Dikatakan oleh John D. Caputo dalam buku Percakapan Politik (2018) mengatakan tidak ada yang namanya “keadilan”, yang ada hanya polisi, jaksa, hakim, pengacara, BAP, dan proses pengadilan. Hal ini merepresentasikan bahwa sebenarnya keadilan memang sejak awal tidak ada yang ada hanya alat untuk membantu seseorang mendekati keadilan. Pada akhirnya pun keadilan yang diharapkan mungkin saja berbeda dengan apa yang diekspektasikan di awal.
Dalam perspektif Aristoteles, hukum dimaknai dengan kemampuan untuk memperlakukan setiap orang sesuai dengan haknya. Sehingga Aristoteles mengedepankan kesamaan setiap orang di mata hukum sesuai dengan asas persamaan di hadapan hukum (equality before the law).
Kasus-kasus yang mendapatkan putusan yang dianggap merugikan dan berpihak menjadi salah satu celah dari hukum. Keadilan yang abstrak belum dapat dijadikan nyata dan terang oleh perangkat hukum sehingga para subjek hukum yang nantinya akan dirugikan.
Namun, hukum modern yang dilakukan pengadilan dalam rangka mendapatkan keadilan tidak sesempurna yang dibayangkan. Dengan menganut asas persamaan di mata hukum memberikan porsi kepada para subjek hukum memberikan argumen dan pendapatnya sama rata, tapi bagaimana nasibnya ketika salah satu pihak sulit mendapatkan akses ke dalam hukum.
Celah keadilan
Dalam hal ini salah satu pihak yang sulit mendapatkan akses ke hukum akan menjadi pihak yang dirugikan. Walaupun apa yang dikatakan Siswanto (2024) dalam kuliahnya mengatakan keadilan diberikan dengan prosedur hukum yang jelas. Maka yang dimaksudkan dalam keadilan tidak berfokus kepada putusan, tetapi berfokus kepada prosedural yang jelas dan tepat.
Sehingga hasil akhir tidak memandang siapa yang salah dan benar, tetapi melihat bagaimana jalannya hukum tersebut. Dengan itu, beberapa kasus akhirnya menghasilkan putusan yang dianggap kurang adil sebagaimana kasus di atas. Maka dari itu, seharusnya hukum dijadikan sebagai obat terakhir (ultimum remedium) bukan sebagai pilihan utama (primum remedium) dalam mencari sebuah keadilan.

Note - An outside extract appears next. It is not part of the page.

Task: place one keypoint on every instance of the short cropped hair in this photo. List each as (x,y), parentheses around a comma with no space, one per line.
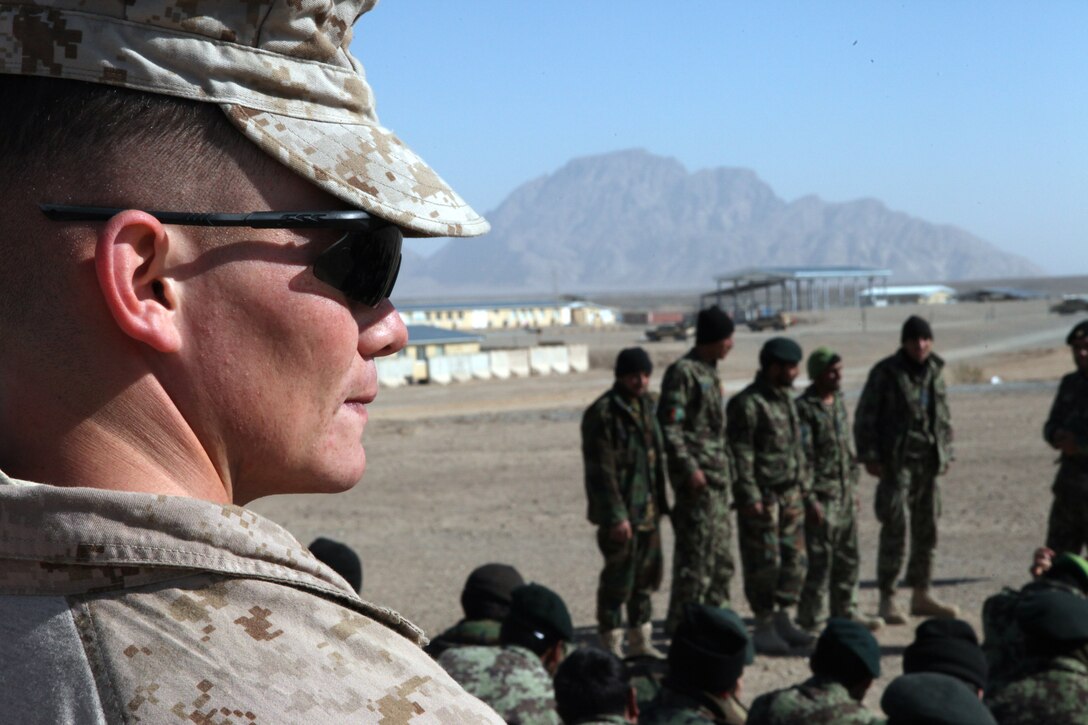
(589,683)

Kebingungan menafsirkan keadilan menjadi sebuah polemik tersendiri, apakah keadilan harus bersifat universal ataukah bersifat partikular masih menjadi pembicaraan yang belum terselesaikan karena wujud keadilan yang masih abstrak.
Ketika keadilan dinilai sebagai sebuah nilai yang universal maka perlu tolok ukur yang jelas bagi semua orang di suatu negara atau dunia yang konsisten, tanpa perlu beradaptasi mengikuti perkembangan zaman. Namun, kenyataannya sulit untuk membentuk tolok ukur yang sama dan konsisten bagi semua orang karena pendefinisian keadilan masih sangat luas. Sehingga tolok ukur yang ada pun belum tentu dapat mengakomodasi, bisa saja ketidakadilan tetap muncul dan dirasakan beberapa orang.
Jika keadilan yang dinilai sebagai sebuah nilai universal masih mendapatkan pertentangan, maka keadilan sebagai nilai partikular pun sangat rawan karena dapat diselipi oleh kepentingan banyak pihak. Keadilan sebagai nilai partikular akan difokuskan kepada sebagian kelompok, maka keadilan di suatu tempat tidak akan sama dengan keadilan di tempat lain.
Negara sebagai pihak yang mempunyai kewajiban melindungi warganya memilik hak untuk memberikan keadilan juga. Dari hal itu, bisa saja sebuah keadilan disisipi oleh kepentingan pihak lain sehingga pada akhirnya ketidakadilan yang akan dirasakan nantinya.
Sehingga keadilan tidak akan benar-benar menjadi adil dan pada akhirnya keadilan siapa yang benar-benar adil?